Les mots forts de Laura Bush ont été retweetés par une autre ancienne occupante de la Maison Blanche, Michelle Obama, qui a commenté : "Parfois la vérité transcende les partis".

Un ancien chef de la CIA, Michael Hayden, est allé encore plus loin en tweetant : "D’autres gouvernements ont séparé les mères et les enfants", accompagné d’une photo en noir et blanc du camp nazi d’Auschwitz.

Mais plusieurs hauts responsables de la Maison Blanche assument les effets de la politique de "tolérance zéro" pour les enfants et mineurs. "Ce que nous faisons est juste. Nous prenons soin de ces enfants", a ainsi affirmé le ministre de la Justice Jeff Sessions. "Nous ne pouvons pas et n'allons pas encourager les gens à amener des enfants en leur donnant une vaste immunité face à nos lois", a-t-il encore déclaré en revendiquant clairement l'argument de la dissuasion des candidats à l'immigration illégale.

>> Enfants migrants aux États-Unis : "Leurs parents sont responsables", selon Marine Le Pen

Les enfants "sont bien traités" et les rumeurs de mauvais traitements "sont fausses", a renchéri, de son côté, la ministre de la Sécurité intérieure, Kirstjen Nielsen, lundi. Interrogée sur l'absence de filles et de bébés sur les images diffusées, la ministre a répondu aux journalistes qu'elle examinerait la question.
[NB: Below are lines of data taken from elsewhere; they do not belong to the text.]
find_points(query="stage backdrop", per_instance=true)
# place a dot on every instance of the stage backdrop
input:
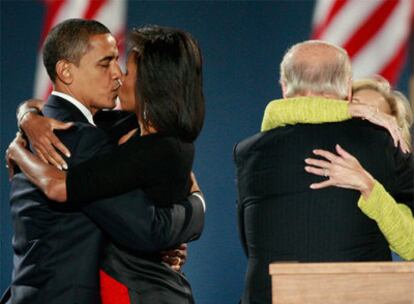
(243, 44)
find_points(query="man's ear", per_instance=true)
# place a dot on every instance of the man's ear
(63, 71)
(284, 89)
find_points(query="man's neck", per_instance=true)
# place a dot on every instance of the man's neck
(67, 91)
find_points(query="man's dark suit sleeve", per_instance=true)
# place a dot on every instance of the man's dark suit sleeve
(132, 221)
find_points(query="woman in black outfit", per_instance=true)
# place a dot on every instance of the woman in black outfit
(163, 84)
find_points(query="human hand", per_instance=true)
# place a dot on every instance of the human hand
(342, 170)
(176, 258)
(45, 144)
(387, 121)
(17, 143)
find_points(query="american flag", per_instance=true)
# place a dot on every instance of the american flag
(375, 33)
(111, 13)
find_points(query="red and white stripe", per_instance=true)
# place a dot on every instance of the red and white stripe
(375, 33)
(111, 13)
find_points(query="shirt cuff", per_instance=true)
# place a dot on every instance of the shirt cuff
(200, 196)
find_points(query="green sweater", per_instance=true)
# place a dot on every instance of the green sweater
(395, 220)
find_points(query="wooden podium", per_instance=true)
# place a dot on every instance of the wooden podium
(343, 283)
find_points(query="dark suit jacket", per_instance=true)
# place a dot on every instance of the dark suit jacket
(282, 219)
(57, 248)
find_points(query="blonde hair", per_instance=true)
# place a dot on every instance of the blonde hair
(398, 103)
(301, 74)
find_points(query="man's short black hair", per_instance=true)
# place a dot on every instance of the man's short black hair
(69, 40)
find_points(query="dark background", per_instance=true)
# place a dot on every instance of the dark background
(243, 44)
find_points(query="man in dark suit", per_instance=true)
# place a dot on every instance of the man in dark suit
(57, 248)
(280, 217)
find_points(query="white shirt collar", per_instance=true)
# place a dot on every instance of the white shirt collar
(85, 111)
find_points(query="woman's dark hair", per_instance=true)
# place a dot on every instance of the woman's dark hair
(169, 87)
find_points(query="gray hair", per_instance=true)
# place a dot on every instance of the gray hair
(301, 74)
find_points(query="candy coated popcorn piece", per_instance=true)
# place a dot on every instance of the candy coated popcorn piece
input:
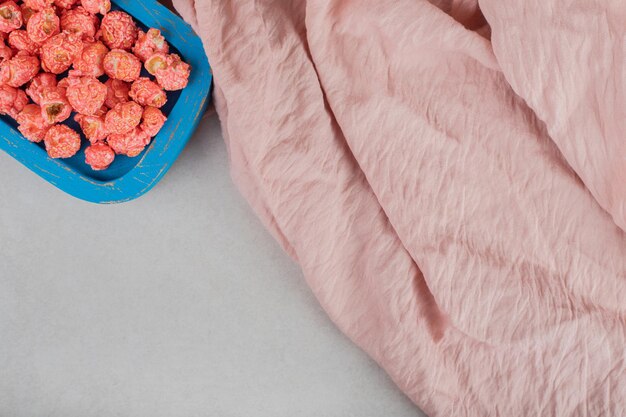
(43, 25)
(152, 121)
(147, 93)
(175, 75)
(99, 156)
(19, 39)
(118, 30)
(10, 16)
(62, 142)
(97, 6)
(85, 94)
(58, 52)
(130, 143)
(12, 101)
(124, 117)
(19, 70)
(149, 44)
(27, 13)
(122, 65)
(5, 51)
(65, 4)
(79, 22)
(91, 60)
(31, 124)
(37, 5)
(117, 92)
(54, 105)
(155, 62)
(93, 127)
(36, 86)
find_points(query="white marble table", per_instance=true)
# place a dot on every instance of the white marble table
(178, 304)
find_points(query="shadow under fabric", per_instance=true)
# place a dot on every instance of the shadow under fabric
(448, 229)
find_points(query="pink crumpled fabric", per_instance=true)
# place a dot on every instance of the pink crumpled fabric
(451, 176)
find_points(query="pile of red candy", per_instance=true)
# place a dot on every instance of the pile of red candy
(40, 39)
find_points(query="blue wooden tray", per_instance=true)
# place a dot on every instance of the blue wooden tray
(128, 178)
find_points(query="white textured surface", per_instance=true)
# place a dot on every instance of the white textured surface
(177, 304)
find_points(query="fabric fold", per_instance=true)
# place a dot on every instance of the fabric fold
(383, 145)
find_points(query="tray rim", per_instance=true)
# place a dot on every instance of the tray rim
(164, 148)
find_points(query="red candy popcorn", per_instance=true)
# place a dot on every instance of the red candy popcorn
(43, 25)
(54, 105)
(31, 124)
(79, 22)
(10, 16)
(152, 121)
(62, 142)
(99, 156)
(131, 143)
(150, 43)
(93, 127)
(122, 65)
(118, 30)
(58, 52)
(37, 85)
(12, 100)
(38, 5)
(155, 62)
(117, 92)
(19, 70)
(147, 93)
(27, 13)
(174, 75)
(19, 39)
(124, 117)
(5, 51)
(65, 4)
(85, 94)
(97, 6)
(91, 60)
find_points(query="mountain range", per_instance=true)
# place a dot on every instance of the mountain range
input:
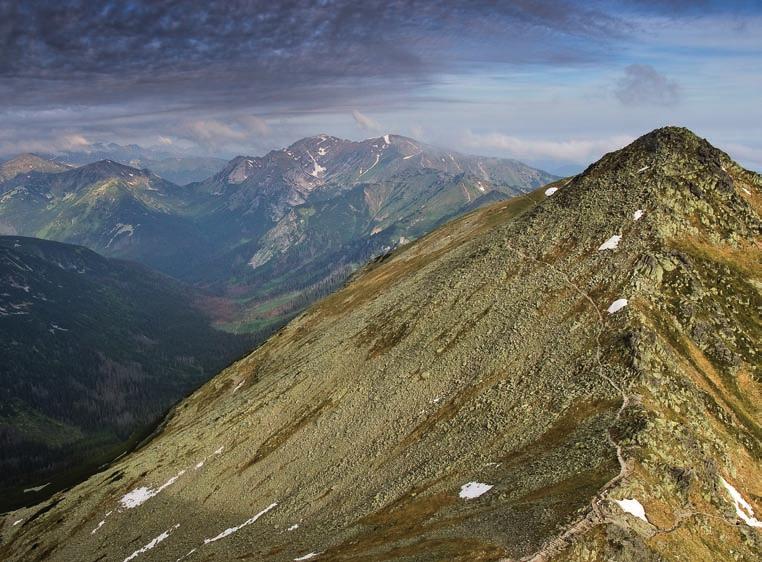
(273, 232)
(572, 374)
(179, 169)
(93, 351)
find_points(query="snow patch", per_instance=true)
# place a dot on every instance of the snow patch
(37, 488)
(616, 306)
(184, 556)
(743, 508)
(103, 522)
(611, 243)
(151, 544)
(474, 490)
(633, 507)
(139, 496)
(378, 157)
(232, 530)
(317, 168)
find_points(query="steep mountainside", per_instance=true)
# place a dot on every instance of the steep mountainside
(92, 352)
(570, 376)
(25, 163)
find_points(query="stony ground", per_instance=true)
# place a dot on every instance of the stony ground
(482, 394)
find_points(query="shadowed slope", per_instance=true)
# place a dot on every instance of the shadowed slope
(484, 353)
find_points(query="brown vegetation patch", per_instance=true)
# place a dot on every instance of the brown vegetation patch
(297, 422)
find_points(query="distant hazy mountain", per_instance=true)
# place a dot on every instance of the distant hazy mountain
(571, 375)
(111, 208)
(292, 224)
(25, 163)
(170, 166)
(92, 350)
(275, 231)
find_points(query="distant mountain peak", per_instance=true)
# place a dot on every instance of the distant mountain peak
(29, 162)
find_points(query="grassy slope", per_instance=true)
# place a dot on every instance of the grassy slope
(482, 352)
(101, 348)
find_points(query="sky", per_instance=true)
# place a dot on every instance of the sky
(555, 83)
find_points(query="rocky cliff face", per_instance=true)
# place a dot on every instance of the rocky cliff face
(570, 375)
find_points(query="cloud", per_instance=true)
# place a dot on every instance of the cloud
(255, 124)
(366, 123)
(578, 151)
(747, 155)
(643, 85)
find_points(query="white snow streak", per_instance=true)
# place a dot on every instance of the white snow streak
(232, 530)
(616, 306)
(151, 544)
(184, 556)
(633, 507)
(611, 243)
(378, 157)
(317, 169)
(138, 496)
(101, 523)
(743, 508)
(474, 490)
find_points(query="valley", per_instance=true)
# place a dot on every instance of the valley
(570, 374)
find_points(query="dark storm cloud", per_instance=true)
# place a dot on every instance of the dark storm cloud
(642, 84)
(252, 52)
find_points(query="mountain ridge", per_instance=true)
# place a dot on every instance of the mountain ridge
(560, 376)
(93, 350)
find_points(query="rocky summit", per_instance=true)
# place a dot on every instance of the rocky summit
(572, 374)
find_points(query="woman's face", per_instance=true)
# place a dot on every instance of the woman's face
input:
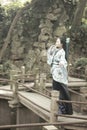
(58, 43)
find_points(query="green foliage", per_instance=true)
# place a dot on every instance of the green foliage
(81, 62)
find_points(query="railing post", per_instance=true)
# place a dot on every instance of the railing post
(42, 81)
(37, 78)
(54, 106)
(50, 127)
(86, 72)
(14, 87)
(23, 73)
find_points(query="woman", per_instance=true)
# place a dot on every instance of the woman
(56, 59)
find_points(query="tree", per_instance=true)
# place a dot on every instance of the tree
(78, 14)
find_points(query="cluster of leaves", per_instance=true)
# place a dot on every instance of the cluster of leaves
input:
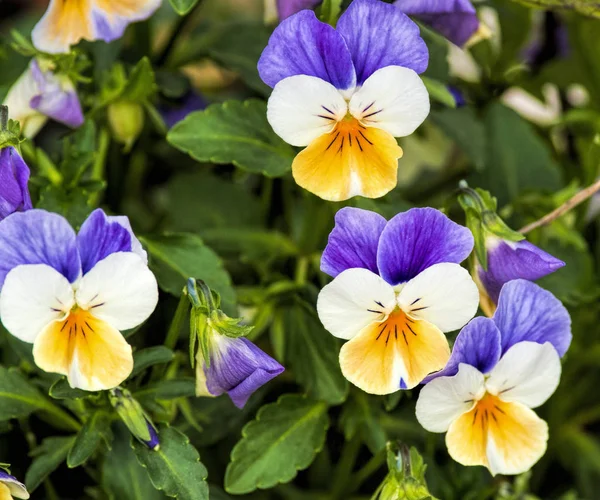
(214, 199)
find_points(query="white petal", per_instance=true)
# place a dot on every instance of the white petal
(302, 108)
(393, 99)
(33, 296)
(443, 294)
(120, 290)
(353, 300)
(528, 373)
(444, 399)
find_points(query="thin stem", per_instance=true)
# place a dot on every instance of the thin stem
(579, 198)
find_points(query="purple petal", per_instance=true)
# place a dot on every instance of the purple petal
(478, 344)
(353, 241)
(303, 45)
(454, 19)
(286, 8)
(38, 237)
(16, 488)
(528, 312)
(55, 99)
(14, 178)
(175, 113)
(380, 35)
(508, 260)
(415, 240)
(239, 368)
(99, 237)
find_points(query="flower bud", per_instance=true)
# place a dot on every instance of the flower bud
(134, 417)
(126, 120)
(14, 178)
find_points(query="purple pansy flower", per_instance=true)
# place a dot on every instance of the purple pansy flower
(71, 294)
(237, 367)
(286, 8)
(397, 287)
(500, 369)
(510, 260)
(455, 19)
(40, 94)
(14, 178)
(174, 113)
(66, 23)
(11, 488)
(345, 94)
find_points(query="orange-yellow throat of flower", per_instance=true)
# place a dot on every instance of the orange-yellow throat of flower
(350, 160)
(398, 348)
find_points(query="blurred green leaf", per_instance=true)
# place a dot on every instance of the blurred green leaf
(175, 467)
(237, 133)
(293, 428)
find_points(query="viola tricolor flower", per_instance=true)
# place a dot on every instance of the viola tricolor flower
(500, 369)
(456, 20)
(70, 295)
(14, 178)
(511, 260)
(398, 287)
(345, 94)
(11, 488)
(40, 94)
(237, 367)
(65, 23)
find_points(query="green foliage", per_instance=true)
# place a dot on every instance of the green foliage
(294, 427)
(237, 133)
(175, 468)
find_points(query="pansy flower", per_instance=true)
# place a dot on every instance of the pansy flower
(511, 260)
(397, 288)
(456, 20)
(71, 295)
(14, 179)
(345, 94)
(500, 369)
(11, 488)
(65, 23)
(39, 94)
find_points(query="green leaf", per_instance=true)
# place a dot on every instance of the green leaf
(62, 390)
(175, 468)
(123, 477)
(175, 257)
(330, 11)
(234, 132)
(52, 452)
(294, 428)
(96, 429)
(312, 353)
(439, 92)
(149, 357)
(18, 398)
(182, 7)
(517, 159)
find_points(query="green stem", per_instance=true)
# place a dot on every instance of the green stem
(344, 468)
(178, 320)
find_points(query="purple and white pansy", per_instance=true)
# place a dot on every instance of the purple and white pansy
(40, 94)
(345, 94)
(71, 295)
(397, 288)
(237, 367)
(11, 488)
(499, 370)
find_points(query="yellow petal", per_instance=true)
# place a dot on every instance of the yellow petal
(351, 160)
(65, 23)
(92, 354)
(507, 438)
(399, 348)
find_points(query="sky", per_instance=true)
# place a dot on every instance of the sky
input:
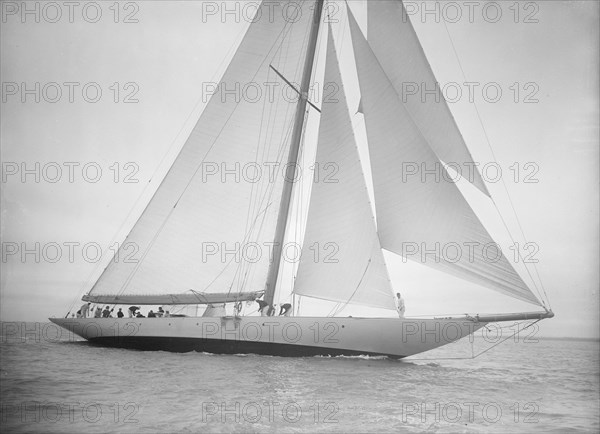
(155, 55)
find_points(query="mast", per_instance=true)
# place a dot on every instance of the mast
(286, 197)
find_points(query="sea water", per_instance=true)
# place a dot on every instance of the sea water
(52, 383)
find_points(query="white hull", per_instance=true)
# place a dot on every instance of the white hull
(282, 336)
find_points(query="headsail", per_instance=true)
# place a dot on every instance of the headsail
(209, 223)
(424, 218)
(396, 46)
(341, 260)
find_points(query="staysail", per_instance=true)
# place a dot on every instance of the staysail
(397, 47)
(209, 224)
(341, 259)
(421, 216)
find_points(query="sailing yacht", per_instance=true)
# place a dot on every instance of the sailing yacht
(210, 237)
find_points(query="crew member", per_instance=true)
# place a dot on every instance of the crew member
(285, 309)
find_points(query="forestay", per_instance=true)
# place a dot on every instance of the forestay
(426, 214)
(341, 260)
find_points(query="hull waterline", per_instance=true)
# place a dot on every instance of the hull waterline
(277, 336)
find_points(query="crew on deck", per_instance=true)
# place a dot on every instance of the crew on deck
(262, 305)
(285, 309)
(106, 312)
(132, 311)
(85, 310)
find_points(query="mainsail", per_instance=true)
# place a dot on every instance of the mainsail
(209, 224)
(426, 216)
(352, 270)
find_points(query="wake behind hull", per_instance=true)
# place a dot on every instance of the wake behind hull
(276, 336)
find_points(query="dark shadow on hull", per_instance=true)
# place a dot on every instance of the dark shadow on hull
(216, 346)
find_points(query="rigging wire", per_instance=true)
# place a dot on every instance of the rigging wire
(409, 359)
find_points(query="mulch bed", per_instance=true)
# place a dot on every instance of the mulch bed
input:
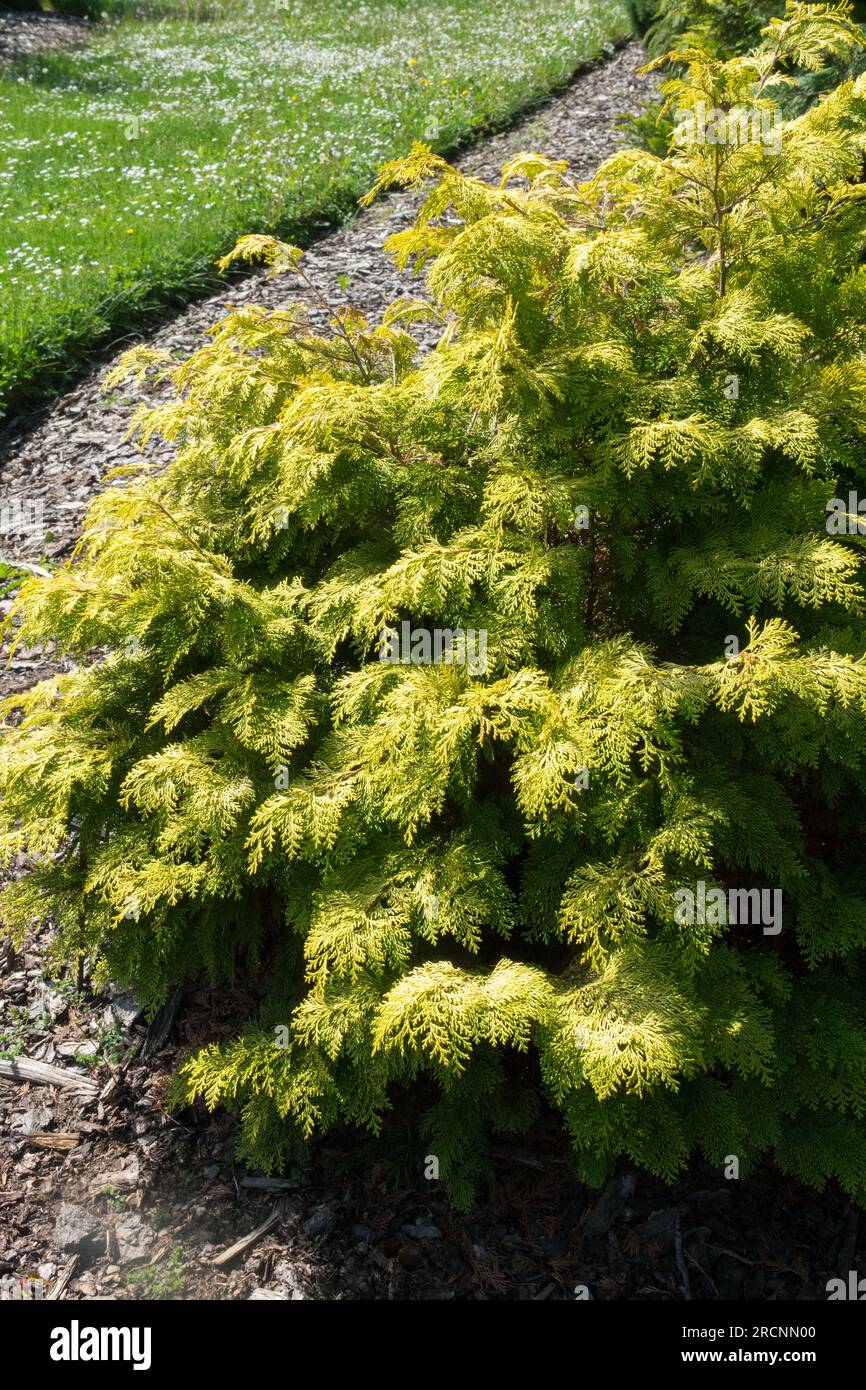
(141, 1203)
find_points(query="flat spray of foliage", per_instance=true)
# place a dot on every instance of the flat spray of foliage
(463, 881)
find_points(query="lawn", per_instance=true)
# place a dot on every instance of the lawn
(127, 166)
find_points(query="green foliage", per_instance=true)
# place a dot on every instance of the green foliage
(466, 880)
(160, 1282)
(180, 124)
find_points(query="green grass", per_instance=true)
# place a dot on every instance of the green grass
(128, 166)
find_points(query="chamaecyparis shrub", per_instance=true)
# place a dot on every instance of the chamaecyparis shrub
(605, 854)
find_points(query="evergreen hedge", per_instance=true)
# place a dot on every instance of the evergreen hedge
(503, 706)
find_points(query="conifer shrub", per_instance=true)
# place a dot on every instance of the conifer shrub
(503, 706)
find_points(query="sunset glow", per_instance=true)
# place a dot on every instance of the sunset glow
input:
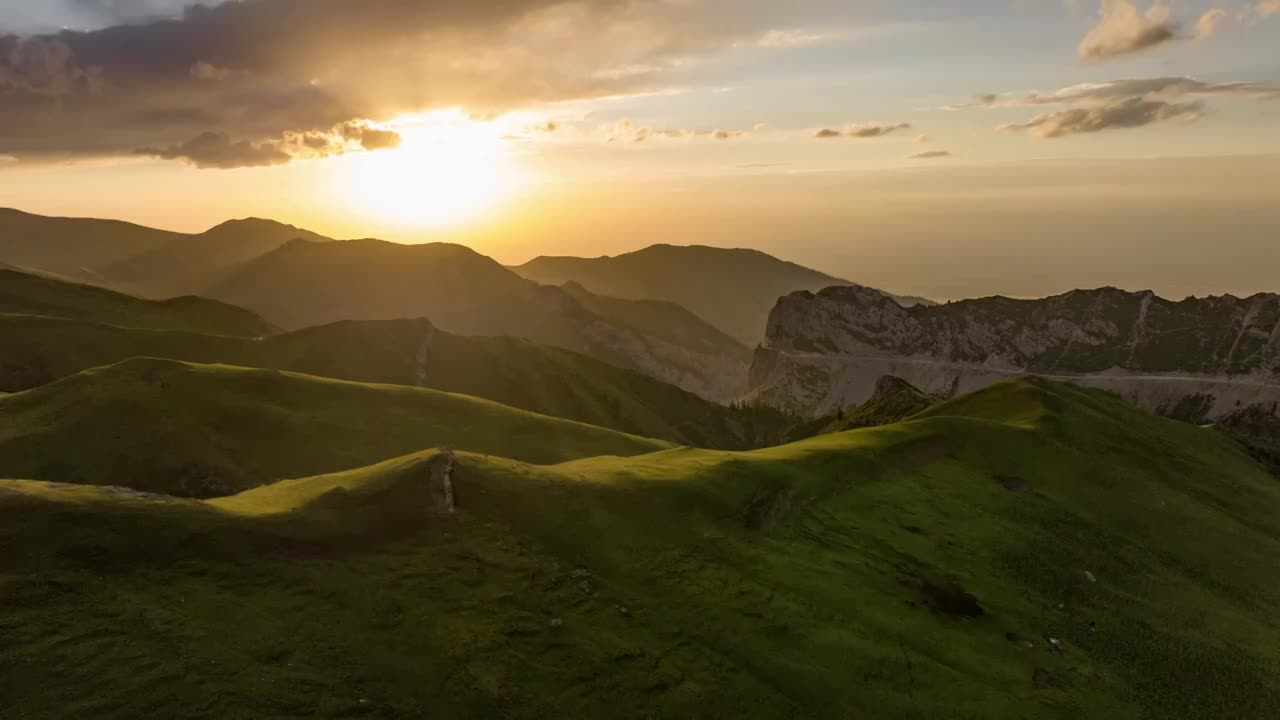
(447, 171)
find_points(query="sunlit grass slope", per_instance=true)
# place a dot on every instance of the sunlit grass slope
(915, 570)
(214, 429)
(513, 372)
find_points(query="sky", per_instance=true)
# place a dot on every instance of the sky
(947, 149)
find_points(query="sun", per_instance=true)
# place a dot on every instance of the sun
(448, 169)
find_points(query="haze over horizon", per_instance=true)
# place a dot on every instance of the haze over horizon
(997, 147)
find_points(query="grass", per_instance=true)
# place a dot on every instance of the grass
(39, 295)
(214, 429)
(539, 378)
(830, 578)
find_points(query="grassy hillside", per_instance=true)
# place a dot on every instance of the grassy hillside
(132, 258)
(734, 290)
(309, 283)
(196, 261)
(72, 246)
(1022, 552)
(37, 295)
(894, 400)
(513, 372)
(213, 429)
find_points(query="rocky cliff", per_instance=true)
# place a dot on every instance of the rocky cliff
(1203, 359)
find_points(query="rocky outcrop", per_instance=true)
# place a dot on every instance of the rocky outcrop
(828, 350)
(439, 482)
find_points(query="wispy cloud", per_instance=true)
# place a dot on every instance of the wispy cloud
(1210, 23)
(981, 100)
(1123, 28)
(1127, 113)
(1155, 87)
(794, 37)
(862, 131)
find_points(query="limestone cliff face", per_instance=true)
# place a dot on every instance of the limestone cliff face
(827, 350)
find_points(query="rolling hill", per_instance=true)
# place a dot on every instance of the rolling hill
(734, 290)
(191, 261)
(310, 283)
(520, 373)
(1022, 552)
(36, 295)
(132, 258)
(205, 431)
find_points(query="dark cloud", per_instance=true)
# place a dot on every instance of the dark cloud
(218, 150)
(252, 71)
(1127, 113)
(862, 131)
(373, 139)
(1123, 30)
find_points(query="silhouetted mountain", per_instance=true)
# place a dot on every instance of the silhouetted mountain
(732, 290)
(39, 350)
(132, 258)
(310, 283)
(40, 295)
(197, 260)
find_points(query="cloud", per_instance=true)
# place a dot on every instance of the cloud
(1123, 30)
(629, 132)
(218, 150)
(1155, 87)
(863, 131)
(374, 139)
(784, 39)
(1127, 113)
(982, 100)
(1210, 23)
(204, 71)
(251, 71)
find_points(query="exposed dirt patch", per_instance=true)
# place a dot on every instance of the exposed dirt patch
(946, 597)
(766, 507)
(1013, 483)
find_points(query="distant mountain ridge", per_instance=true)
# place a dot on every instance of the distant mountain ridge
(1220, 354)
(298, 278)
(132, 258)
(731, 288)
(310, 283)
(40, 295)
(40, 350)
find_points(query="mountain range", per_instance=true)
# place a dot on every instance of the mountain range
(261, 473)
(735, 290)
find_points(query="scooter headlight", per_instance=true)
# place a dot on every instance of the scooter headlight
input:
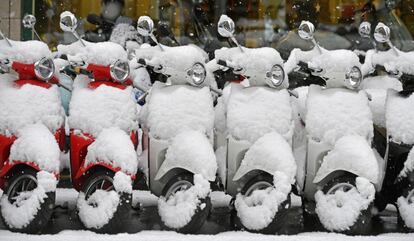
(44, 69)
(276, 75)
(197, 73)
(354, 78)
(119, 70)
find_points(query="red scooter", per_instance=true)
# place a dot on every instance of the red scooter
(103, 122)
(31, 134)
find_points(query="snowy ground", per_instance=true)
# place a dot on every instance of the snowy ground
(65, 225)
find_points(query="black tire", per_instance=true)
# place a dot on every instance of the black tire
(278, 220)
(363, 224)
(122, 213)
(200, 215)
(406, 191)
(43, 215)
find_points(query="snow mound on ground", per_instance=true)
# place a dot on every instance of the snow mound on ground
(178, 210)
(173, 109)
(113, 146)
(353, 154)
(29, 104)
(269, 153)
(255, 111)
(92, 110)
(24, 51)
(334, 113)
(377, 87)
(102, 53)
(99, 209)
(339, 211)
(36, 144)
(24, 209)
(399, 117)
(406, 211)
(192, 151)
(122, 182)
(408, 165)
(255, 62)
(258, 210)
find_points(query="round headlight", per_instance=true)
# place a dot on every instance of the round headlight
(354, 78)
(44, 69)
(197, 73)
(119, 70)
(276, 75)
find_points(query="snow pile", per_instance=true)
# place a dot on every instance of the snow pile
(178, 210)
(102, 53)
(98, 209)
(191, 150)
(270, 153)
(408, 165)
(258, 210)
(334, 113)
(377, 87)
(92, 110)
(122, 183)
(390, 60)
(255, 62)
(353, 154)
(122, 33)
(36, 144)
(113, 146)
(28, 104)
(173, 109)
(340, 210)
(19, 214)
(255, 111)
(399, 117)
(406, 210)
(27, 52)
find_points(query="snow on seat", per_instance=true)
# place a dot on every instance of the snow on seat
(36, 144)
(255, 111)
(173, 109)
(92, 110)
(113, 146)
(399, 118)
(28, 104)
(334, 113)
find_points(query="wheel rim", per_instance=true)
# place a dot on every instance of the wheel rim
(345, 187)
(410, 196)
(24, 183)
(180, 185)
(261, 185)
(104, 182)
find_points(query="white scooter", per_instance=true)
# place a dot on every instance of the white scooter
(177, 122)
(341, 170)
(395, 140)
(254, 128)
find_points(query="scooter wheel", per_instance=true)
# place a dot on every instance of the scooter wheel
(104, 180)
(260, 182)
(26, 180)
(363, 224)
(203, 208)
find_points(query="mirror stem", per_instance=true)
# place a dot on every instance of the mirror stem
(7, 40)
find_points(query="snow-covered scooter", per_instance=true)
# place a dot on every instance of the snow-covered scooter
(396, 110)
(103, 122)
(254, 128)
(341, 170)
(31, 134)
(177, 121)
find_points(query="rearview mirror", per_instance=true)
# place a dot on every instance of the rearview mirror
(365, 29)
Certains journalistes et commentateurs ultraconservateurs semblent adhérer à cette ligne dure. L’éditorialiste de Fox News, Laura Ingraham, a ainsi comparé les centres de rétention à des "colonies de vacances" et "des internats", tandis que la commentatrice politique américaine républicaine, Ann Coulter a qualifié les enfants migrants de "comédiens".

L’inflexibilité de l’administration Trump quant au sort des enfants séparés de leurs parents a été illustrée par l’attitude de la porte-parole de la Maison Blanche Sarah Sanders en conférence de presse lundi. Décontenancée par son absence de réaction, un journaliste l’a personnellement prise à partie en lui lançant : "Allez Sarah, vous êtes une mère, vous avez des jeunes enfants. N’avez-vous donc aucune empathie ?". L’intéressée est restée impassible.